Ms. Jo's Story: Whittier Elementary School Kitchen Manager Brings Food and Hope to Students and Community

By John Levesque

 

Jo-Nell Simonian is retiring, but she’s not shy. She has been a tireless and outspoken advocate for food justice within Seattle Public Schools “because everybody should have access to healthy food.”

Ms. Jo, as everyone at Whittier Elementary School knows her, also has a soft spot for the Ballard Food Bank. As kitchen manager at Whittier the past seven years, she regularly collected food that might otherwise go to waste at the end of the school week and transported it — on her own time and at her own expense — to the food bank a mile and half away.

Ms. Jo quietly called it a career on Dec. 16, the last day of school before winter break. She wanted no retirement party, no hoopla. But she did allow Principal Cindy Watters to create a donation page on Ballard Food Bank’s website. Anyone who’d like to donate in Ms. Jo’s honor can do so here.

A description on the tribute page declares: “While her title is kitchen manager, she is much more than that. She is a listening ear, a breakfast friend, a social worker, author, artist, and friend. We wish her well in her retirement with hope it will be filled with bike rides, camping trips, visits to family and most of all great joy!”

 

Ms. Jo

 

A fiber artist and children’s author whose dedication to the healthy development of young minds and bodies is abundantly apparent in her kind eyes and gentle spirit, Ms. Jo says her favorite memory of Whittier will be the kindness and courtesy of its students.

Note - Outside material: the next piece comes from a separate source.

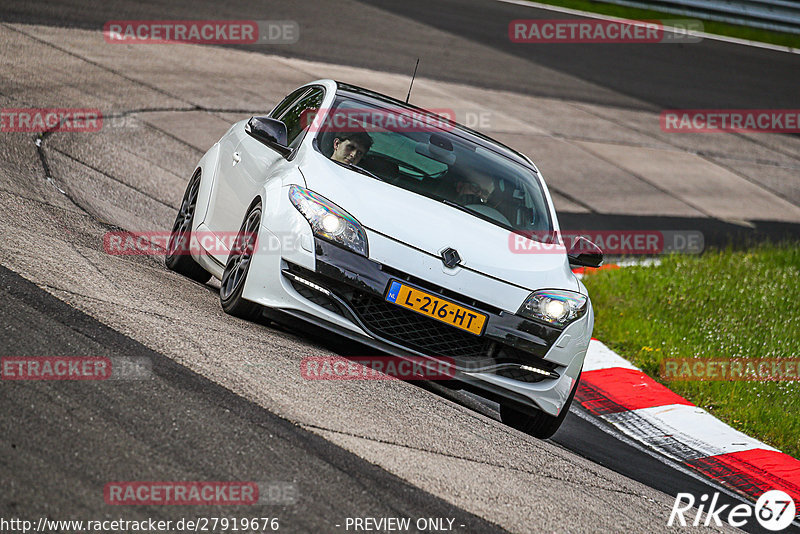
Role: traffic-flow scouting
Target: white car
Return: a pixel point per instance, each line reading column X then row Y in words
column 403, row 240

“I have to say these kids are pretty incredible,” she said on the day before her retirement. “They’re so respectful, so kind.”

Ms. Jo believes that’s largely due to the influence of Principal Watters, who returned the compliment by suggesting Whittier’s beloved “lunch lady” is the real role model.

“Ms. Jo,” Watters said, “has more integrity in her little pinky than anyone I know.”

Ms. Jo wept briefly when students at the 10:30 a.m. lunch period on Dec. 15 filled the cafeteria with an exuberant “thank you, Ms. Jo!”

“I knew this was going to happen,” she blubbered, wiping away tears.

She quickly went back to work, patiently describing the day’s menu choices — burrito, cheese enchilada, Ethiopian lentil stew — and smiled through a few more tears when a young student looked up at her and said, “I’m going to miss you.”